The Companies and Intellectual Prop­erty Commission (CIPC), South Africa’s companies registry office, shows on its website that eight firms owned by the Gupta’s sought protection from creditors on February 20, including Optimum Coal mine, which has faced a strike by its workers last week over unpaid salaries.  

Another mining operation, Koornfon­tein Mine, is also listed, along with Opti­mum Coal Terminal and Tegeta Explora­tion and Resources in the coal sector.  

“It was inevitable that the empire would implode,” Ben Theron, chief oper­ating officer of the Organisation Undoing Tax Abuse whistleblower group said.  

The other firms are Shiva Uranium, VR Laser, Islandsite Investments One Hun­dred and Eighty, Confident Cocepts.  

Last week, South Africa’s elite police unit, the Hawks, raided Gupta properties as part of investigations into their alleged corrupt dealings. Ajay Gupta was de­clared “a fugitive from justice” by South Africa’s chief prosecutor last week after he failed to report to police investigating corruption allegations.  

South Africa’s National Union of Mine­workers (NUM) said its members had not been paid on time at the Gupta’s Optimum coal mine and would not return to work. It also said 500 workers would strike on Mon­day (26) at Koornfontein Mine over pay.  

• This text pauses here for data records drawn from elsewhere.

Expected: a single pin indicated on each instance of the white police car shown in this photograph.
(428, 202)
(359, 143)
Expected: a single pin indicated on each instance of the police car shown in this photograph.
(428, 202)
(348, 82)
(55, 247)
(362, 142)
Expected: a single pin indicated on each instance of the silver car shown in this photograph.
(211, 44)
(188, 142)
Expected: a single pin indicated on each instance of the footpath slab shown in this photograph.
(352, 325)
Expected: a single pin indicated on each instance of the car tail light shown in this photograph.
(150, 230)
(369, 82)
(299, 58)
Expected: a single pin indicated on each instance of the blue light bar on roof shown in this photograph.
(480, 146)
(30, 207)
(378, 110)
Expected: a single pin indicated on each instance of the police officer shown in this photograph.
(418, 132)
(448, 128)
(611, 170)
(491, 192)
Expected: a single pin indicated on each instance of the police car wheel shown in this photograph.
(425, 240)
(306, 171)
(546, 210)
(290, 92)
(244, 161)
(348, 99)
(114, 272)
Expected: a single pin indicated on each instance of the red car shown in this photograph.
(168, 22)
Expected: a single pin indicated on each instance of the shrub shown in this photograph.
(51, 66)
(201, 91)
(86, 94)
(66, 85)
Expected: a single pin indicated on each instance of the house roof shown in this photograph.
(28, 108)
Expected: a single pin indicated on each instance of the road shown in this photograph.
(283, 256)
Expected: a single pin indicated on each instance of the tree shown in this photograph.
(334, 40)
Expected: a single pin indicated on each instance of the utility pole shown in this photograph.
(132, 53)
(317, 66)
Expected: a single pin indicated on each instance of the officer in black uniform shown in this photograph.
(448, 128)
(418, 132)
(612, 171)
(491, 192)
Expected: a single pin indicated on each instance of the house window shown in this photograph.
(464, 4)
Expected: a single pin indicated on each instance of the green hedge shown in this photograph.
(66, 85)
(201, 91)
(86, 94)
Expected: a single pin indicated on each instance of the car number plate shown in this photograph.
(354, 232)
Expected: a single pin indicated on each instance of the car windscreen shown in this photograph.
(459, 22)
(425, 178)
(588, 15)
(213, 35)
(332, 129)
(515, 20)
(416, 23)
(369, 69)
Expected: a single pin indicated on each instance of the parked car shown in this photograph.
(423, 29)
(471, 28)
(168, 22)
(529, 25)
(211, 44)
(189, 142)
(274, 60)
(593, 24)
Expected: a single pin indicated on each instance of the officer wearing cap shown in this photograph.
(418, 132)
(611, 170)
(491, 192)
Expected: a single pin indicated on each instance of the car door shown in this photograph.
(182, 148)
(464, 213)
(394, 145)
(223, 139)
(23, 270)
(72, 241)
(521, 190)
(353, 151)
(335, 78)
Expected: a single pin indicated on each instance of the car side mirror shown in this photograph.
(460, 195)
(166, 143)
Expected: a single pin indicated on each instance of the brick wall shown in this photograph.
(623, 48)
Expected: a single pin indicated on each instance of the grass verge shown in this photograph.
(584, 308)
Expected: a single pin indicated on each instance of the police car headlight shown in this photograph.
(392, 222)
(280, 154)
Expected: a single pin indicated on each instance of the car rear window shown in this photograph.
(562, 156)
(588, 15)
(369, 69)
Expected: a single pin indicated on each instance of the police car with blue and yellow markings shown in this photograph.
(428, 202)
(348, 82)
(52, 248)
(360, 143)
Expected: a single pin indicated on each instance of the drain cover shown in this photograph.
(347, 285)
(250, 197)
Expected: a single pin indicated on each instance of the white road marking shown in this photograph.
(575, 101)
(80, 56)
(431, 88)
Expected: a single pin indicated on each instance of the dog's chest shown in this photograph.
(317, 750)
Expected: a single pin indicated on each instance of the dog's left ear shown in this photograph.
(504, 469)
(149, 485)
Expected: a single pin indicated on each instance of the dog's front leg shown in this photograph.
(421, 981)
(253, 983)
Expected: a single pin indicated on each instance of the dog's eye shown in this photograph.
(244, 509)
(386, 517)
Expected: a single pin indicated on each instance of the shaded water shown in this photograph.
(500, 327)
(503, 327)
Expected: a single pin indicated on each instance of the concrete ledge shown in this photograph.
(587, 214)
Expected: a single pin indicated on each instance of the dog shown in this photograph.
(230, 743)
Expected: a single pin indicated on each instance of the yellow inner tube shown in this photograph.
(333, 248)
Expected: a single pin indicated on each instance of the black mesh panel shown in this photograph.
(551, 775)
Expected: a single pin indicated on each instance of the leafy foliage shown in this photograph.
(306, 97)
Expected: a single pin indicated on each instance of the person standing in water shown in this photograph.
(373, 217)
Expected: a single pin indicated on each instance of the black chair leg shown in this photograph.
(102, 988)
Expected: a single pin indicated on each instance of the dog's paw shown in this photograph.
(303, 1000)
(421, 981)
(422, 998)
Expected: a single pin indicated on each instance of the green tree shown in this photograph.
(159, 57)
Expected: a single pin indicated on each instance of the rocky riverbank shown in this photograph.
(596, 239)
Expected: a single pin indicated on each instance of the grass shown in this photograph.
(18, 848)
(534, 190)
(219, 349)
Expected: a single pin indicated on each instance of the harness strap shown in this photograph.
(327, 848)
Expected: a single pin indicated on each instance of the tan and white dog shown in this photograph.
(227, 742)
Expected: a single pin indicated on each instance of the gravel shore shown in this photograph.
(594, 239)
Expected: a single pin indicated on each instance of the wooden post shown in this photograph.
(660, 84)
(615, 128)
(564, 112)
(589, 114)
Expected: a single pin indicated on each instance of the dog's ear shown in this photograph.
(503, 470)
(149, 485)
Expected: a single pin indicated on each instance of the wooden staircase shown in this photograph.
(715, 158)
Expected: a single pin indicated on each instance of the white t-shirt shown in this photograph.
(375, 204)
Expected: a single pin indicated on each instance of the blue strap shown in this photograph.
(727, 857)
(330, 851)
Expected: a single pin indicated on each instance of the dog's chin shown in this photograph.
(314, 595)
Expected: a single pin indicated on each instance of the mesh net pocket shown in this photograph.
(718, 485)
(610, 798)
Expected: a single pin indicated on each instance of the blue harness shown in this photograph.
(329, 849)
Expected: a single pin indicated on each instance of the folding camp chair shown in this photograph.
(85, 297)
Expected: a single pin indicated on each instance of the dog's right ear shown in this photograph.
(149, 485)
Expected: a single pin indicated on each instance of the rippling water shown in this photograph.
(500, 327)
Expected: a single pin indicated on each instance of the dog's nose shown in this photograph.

NUM spokesman Livhuwani Mammb­uru said the union’s members were con­cerned the non-payment of salaries was linked to India’s Bank of Baroda cutting ties with the Gupta family’s operations.  

Baroda was the last bank to service Gupta companies. South Africa’s main commercial banks have all cut ties with the Guptas, citing reputational risk.  

“The guys were not paid and they want a meeting with the CEO because they are concerned about the business rescue proceedings which they were not informed about,” Mammburu said, refer­ring to workers at Optimum Coal.